To engage with the community, ECMWF hosted a ‘Workshop on developing Python frameworks for Earth system sciences’ on 28 and 29 November 2017. The aim was to bring together key actors from the Python community who develop packages for Earth system sciences. The workshop was a great success as many participants had not met before and could for the first time exchange experiences. The event was split evenly between presentations and working groups. The presentations showed the different functionalities provided by the packages and offered insights into the challenges involved in their development and distribution. Packages represented at the workshop included MetPy, IRIS, MET, Pytroll, MetWork, EPyGrAM, CliMAF, ESMValTool and the Community Intercomparison Suite. For ECMWF, it was a chance to show first results of the work on the CDS toolbox and Metview’s new Python interface. Presentations about the xarray package and Cray’s plans regarding Python and containers helped to frame these developments in the context of the wider community.

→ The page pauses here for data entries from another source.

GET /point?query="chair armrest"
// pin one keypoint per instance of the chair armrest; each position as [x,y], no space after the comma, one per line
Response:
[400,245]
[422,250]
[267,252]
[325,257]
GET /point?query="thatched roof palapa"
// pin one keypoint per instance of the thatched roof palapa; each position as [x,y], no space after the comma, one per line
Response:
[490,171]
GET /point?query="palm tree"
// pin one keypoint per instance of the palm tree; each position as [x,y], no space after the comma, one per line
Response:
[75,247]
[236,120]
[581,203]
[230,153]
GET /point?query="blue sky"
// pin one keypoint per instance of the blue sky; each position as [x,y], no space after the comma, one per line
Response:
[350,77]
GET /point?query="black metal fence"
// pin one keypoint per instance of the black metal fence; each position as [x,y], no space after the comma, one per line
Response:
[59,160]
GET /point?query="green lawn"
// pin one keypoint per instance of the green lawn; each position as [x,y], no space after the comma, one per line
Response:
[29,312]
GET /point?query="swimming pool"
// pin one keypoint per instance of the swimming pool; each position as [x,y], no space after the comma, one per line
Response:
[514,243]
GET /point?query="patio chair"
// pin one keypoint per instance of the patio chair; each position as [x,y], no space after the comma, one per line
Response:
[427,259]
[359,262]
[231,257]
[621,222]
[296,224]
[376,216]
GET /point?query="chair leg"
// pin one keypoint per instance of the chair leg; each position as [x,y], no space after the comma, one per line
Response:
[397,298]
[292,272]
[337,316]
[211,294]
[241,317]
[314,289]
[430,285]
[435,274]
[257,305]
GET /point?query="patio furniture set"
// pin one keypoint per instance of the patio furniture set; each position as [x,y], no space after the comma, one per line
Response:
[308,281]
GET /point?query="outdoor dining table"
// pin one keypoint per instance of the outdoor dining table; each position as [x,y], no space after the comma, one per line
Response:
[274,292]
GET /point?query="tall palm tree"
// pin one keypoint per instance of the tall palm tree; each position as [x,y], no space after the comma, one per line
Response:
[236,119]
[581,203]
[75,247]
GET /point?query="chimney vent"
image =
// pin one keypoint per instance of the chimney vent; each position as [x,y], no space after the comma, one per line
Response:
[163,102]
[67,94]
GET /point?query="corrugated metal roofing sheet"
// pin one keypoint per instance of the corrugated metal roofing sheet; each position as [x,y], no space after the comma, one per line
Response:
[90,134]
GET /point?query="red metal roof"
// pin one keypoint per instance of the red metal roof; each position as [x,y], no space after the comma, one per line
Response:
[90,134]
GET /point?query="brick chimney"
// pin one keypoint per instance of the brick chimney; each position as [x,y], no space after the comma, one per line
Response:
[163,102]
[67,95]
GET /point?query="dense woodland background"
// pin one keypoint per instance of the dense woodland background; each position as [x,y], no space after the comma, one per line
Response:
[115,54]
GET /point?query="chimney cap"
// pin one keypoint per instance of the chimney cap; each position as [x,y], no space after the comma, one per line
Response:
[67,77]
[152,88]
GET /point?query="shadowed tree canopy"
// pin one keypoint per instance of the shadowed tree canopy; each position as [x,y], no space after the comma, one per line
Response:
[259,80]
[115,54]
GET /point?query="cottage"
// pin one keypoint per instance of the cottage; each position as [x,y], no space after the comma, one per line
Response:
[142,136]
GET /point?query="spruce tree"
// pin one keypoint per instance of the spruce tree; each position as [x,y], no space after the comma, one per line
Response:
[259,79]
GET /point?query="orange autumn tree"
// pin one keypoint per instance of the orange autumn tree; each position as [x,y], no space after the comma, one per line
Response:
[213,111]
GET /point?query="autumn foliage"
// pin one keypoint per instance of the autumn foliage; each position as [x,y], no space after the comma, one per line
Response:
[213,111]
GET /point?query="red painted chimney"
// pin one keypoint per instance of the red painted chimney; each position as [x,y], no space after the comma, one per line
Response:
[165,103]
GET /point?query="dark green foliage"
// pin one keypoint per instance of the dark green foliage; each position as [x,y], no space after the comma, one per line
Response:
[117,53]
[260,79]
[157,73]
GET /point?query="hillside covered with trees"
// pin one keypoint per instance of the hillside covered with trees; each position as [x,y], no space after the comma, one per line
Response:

Three working groups were set up to discuss the various challenges and how we as a community can work together better. Each group tackled a different aspect:
- Deploying and packaging Python frameworks
- Handling Big Data in Python
- (Code) Interoperability and common data structures
The discussions focused on the challenge of enabling better interoperability between the various frameworks represented at the workshop. Some of the main points made were that:
- There needs to be a good mapping of metadata between data formats, especially between GRIB and NetCDF. This is because interoperability between packages relies on the handling of data, and metadata plays a crucial role in giving meaning to the data. It was noted that various attempts have been made to solve these problems.
- It is essential to make as much use as possible of core Python packages, such as NumPy, Pandas, xarray and Dask. This will automatically reduce incompatibilities between packages.
- ECMWF needs to support efforts to engage with the Python community and explain its community’s needs, for example by participating in a Python-for-Earth-system-sciences session at the annual European Conference on Python in Science.
Everyone was encouraged to contribute to the core packages to improve them instead of implementing new solutions. Participants stressed that it is also important to pick the right tool for the job, ideally one with good community support. The various attempts to implement units for Python packages are an example. By supporting one implementation (with NumPy/xarray), interoperability will be easier. Similarly, interoperability can be achieved if all packages use Dask as their main choice for distributed computation. Here the community could work together to achieve an automatic chunking of data when data are read from NetCDF or GRIB.
There was a strong message on community-led developments and distribution. All packages presented were Open Source, but it was pointed out that putting projects up on GitHub also allows Open Development, which is the first step towards building a community. The UK Met Office has worked on providing conda-forge, a community-driven repository of Python packages for the conda package manager. Using services like this enables developers to automate most of their software release work. Some participants reported that these repositories were not only popular with single users installing Python packages but also very suitable for operational environments.